Parkinson's Disease (PD) is considered a “man-made” pandemic, triggered in part by industrialization
that has entailed increased production needs and exposure to toxicants resulting from that growth. Despite the
discovery of important genetic risk factors, a substantial amount of etiologic risk for idiopathic PD is
environmental, with pesticide exposure being a clear and documented risk factor. As a result, understanding
the interaction between genetic drivers and environmental risk factors has significant potential to inform
etiology and treatment of PD.
This project will investigate how environmental factors, specifically pesticides, influence the
development of PD at the level of effects on midbrain dopaminergic (mDA) neurons, a cell type whose loss is
the hallmark of PD pathology. The work is informed by a paradigm in which highly quantitative pesticide
exposure data from a large PD cohort in California is linked to a screening platform using patient stem cell
(iPSC)-derived mDA neurons. Fifty-three pesticides were linked to PD with this method and ten proved directly
toxic to mDA neurons. The proposed work will: (1) deeply dissect mechanisms of mDA neuron toxicity for top
hits with a focus on mitochondrial and cytoskeletal consequences of trifluralin exposure; (2) explore the role of
glia in modulating toxicity using a triculture approach to ask how other PD-associated pesticides alter astrocyte
and microglial biology to influence mDA neuron pathology; and (3) use population-level modeling of sporadic
PD in a dish to build a platform that will stratify cells from ~100 donors functionally based on responses to
pesticides and then use computational methods to reconstruct which cell lines are disproportionately affected.
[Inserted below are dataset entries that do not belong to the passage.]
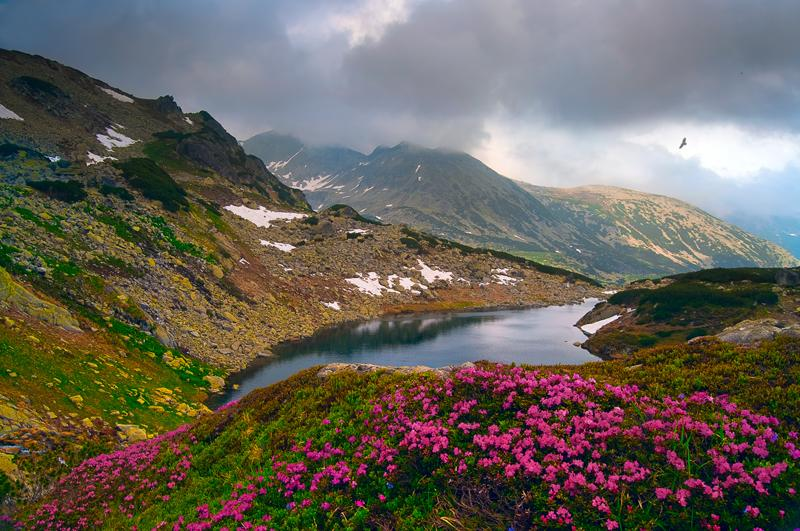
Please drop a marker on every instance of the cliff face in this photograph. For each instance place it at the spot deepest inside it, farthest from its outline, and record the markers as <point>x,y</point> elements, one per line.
<point>143,255</point>
<point>606,232</point>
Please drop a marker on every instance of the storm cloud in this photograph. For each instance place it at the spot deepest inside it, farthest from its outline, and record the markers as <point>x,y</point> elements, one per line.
<point>559,92</point>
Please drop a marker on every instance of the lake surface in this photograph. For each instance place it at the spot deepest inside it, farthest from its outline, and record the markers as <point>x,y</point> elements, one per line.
<point>539,336</point>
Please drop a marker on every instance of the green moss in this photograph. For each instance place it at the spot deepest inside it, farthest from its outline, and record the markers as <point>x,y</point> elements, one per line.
<point>666,303</point>
<point>121,227</point>
<point>154,183</point>
<point>51,227</point>
<point>117,191</point>
<point>180,245</point>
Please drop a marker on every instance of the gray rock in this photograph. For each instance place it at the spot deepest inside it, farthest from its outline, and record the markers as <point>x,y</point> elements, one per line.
<point>751,332</point>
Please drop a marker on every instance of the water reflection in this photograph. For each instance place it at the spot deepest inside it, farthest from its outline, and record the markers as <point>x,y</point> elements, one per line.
<point>535,336</point>
<point>387,332</point>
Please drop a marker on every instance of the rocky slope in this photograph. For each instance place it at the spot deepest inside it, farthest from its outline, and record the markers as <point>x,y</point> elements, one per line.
<point>144,255</point>
<point>613,445</point>
<point>605,232</point>
<point>742,306</point>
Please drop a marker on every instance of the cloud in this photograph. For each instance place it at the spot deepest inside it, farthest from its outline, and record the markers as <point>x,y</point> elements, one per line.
<point>558,91</point>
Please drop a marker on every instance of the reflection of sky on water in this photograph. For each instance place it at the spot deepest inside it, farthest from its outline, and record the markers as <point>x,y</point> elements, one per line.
<point>534,336</point>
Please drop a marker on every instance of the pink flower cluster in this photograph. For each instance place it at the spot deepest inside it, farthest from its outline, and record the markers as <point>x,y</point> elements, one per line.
<point>118,482</point>
<point>562,450</point>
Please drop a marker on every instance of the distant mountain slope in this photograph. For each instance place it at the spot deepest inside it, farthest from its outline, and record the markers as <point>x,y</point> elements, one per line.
<point>783,230</point>
<point>661,231</point>
<point>144,255</point>
<point>606,232</point>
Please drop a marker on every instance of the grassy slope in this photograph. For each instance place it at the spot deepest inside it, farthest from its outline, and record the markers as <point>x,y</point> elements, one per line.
<point>694,304</point>
<point>237,445</point>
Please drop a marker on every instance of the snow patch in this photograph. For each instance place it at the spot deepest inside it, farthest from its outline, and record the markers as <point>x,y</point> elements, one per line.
<point>8,114</point>
<point>113,138</point>
<point>592,328</point>
<point>276,165</point>
<point>432,275</point>
<point>94,159</point>
<point>406,283</point>
<point>117,96</point>
<point>371,284</point>
<point>285,247</point>
<point>261,217</point>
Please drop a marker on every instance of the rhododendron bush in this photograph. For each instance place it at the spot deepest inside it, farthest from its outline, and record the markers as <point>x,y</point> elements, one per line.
<point>503,445</point>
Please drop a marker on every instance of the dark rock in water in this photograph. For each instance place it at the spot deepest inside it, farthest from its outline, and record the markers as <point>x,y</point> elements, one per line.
<point>788,277</point>
<point>752,332</point>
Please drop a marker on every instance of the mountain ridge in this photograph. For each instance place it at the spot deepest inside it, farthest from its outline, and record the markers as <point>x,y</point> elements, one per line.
<point>465,200</point>
<point>144,256</point>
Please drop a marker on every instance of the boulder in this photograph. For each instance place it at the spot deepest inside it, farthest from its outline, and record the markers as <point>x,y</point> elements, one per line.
<point>215,383</point>
<point>131,432</point>
<point>754,331</point>
<point>15,295</point>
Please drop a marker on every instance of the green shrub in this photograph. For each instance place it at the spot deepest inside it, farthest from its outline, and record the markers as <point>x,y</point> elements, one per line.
<point>737,274</point>
<point>68,191</point>
<point>154,183</point>
<point>668,301</point>
<point>118,191</point>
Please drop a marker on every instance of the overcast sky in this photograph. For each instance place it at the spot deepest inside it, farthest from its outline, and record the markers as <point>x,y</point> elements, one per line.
<point>560,92</point>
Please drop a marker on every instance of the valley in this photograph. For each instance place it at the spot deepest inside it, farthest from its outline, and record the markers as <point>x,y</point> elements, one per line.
<point>605,232</point>
<point>192,338</point>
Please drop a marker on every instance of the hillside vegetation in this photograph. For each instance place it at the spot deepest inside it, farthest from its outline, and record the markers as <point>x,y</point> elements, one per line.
<point>699,436</point>
<point>682,307</point>
<point>144,256</point>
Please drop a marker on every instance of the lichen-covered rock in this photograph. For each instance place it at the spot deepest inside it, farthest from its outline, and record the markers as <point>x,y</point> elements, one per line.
<point>131,433</point>
<point>215,383</point>
<point>751,332</point>
<point>17,296</point>
<point>333,368</point>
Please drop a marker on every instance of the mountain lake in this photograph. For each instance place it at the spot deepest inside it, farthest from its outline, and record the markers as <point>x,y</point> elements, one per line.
<point>537,336</point>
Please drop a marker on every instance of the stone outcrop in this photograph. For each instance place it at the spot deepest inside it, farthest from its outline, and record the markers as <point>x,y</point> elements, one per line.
<point>17,296</point>
<point>754,331</point>
<point>334,368</point>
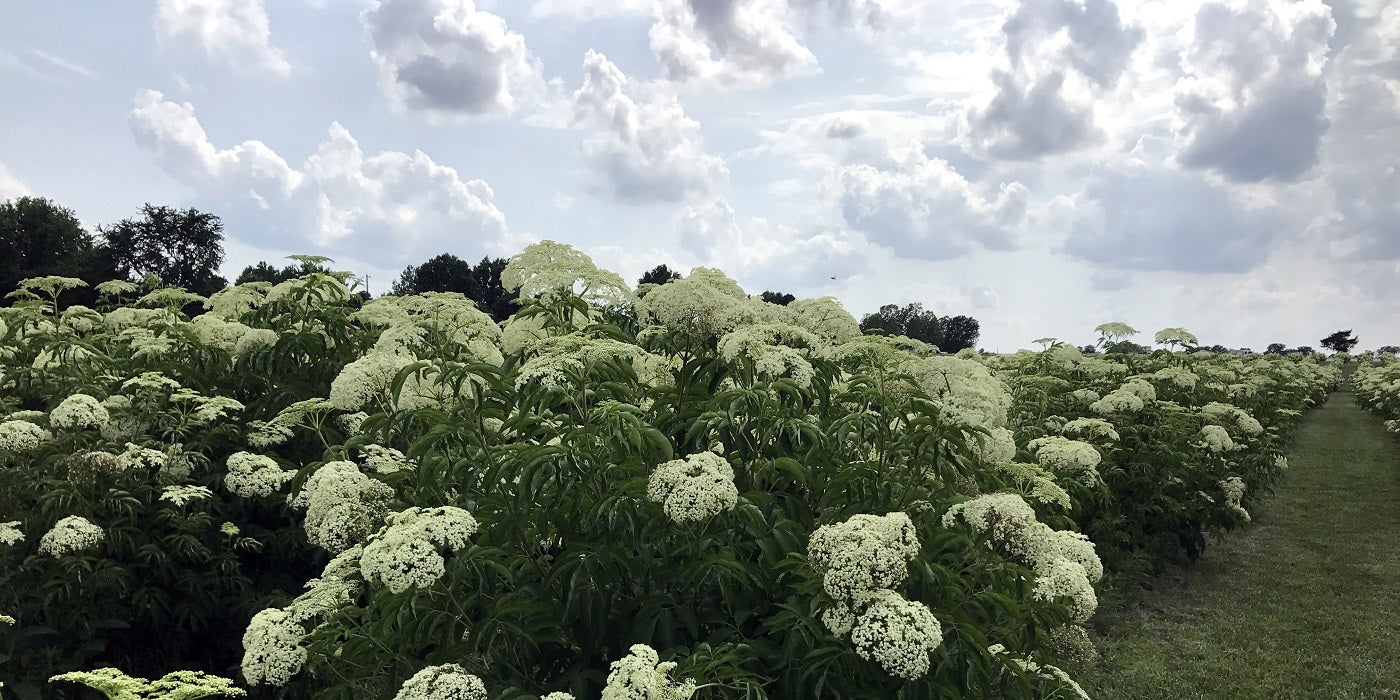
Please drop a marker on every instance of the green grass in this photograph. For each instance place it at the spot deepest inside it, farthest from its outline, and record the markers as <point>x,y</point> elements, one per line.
<point>1304,604</point>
This will identify shared phenotypes among genetically disparate samples.
The career development plan is designed to support the candidate's goal of becoming an independent
investigator at an academic medical center, treating PD patients in clinic while concurrently leading a research
team studying their disease. A strong mentorship and collaborative team in a vibrant research environment is
led by a supportive neurology chairperson (Batchelor), outstanding physician scientists with expertise spanning
from neurodegeneration (Khurana, Selkoe) to public health and epidemiology (Ritz) to translational
neuroscience (Rubin, Studer, Powell). This mentorship team, along with extensive research training and
relevant coursework, will position the candidate for success. The institutional resources available through
Brigham and Women's Hospital, and Harvard University will support the candidate's career in an environment
that makes high impact contributions and collaborative endeavors achievable. The successful execution of this
proposal will position the candidate along a path for an independent career as a physician scientist studying
the interplay of gene-environment interactions in PD to better treat and prevent this disease.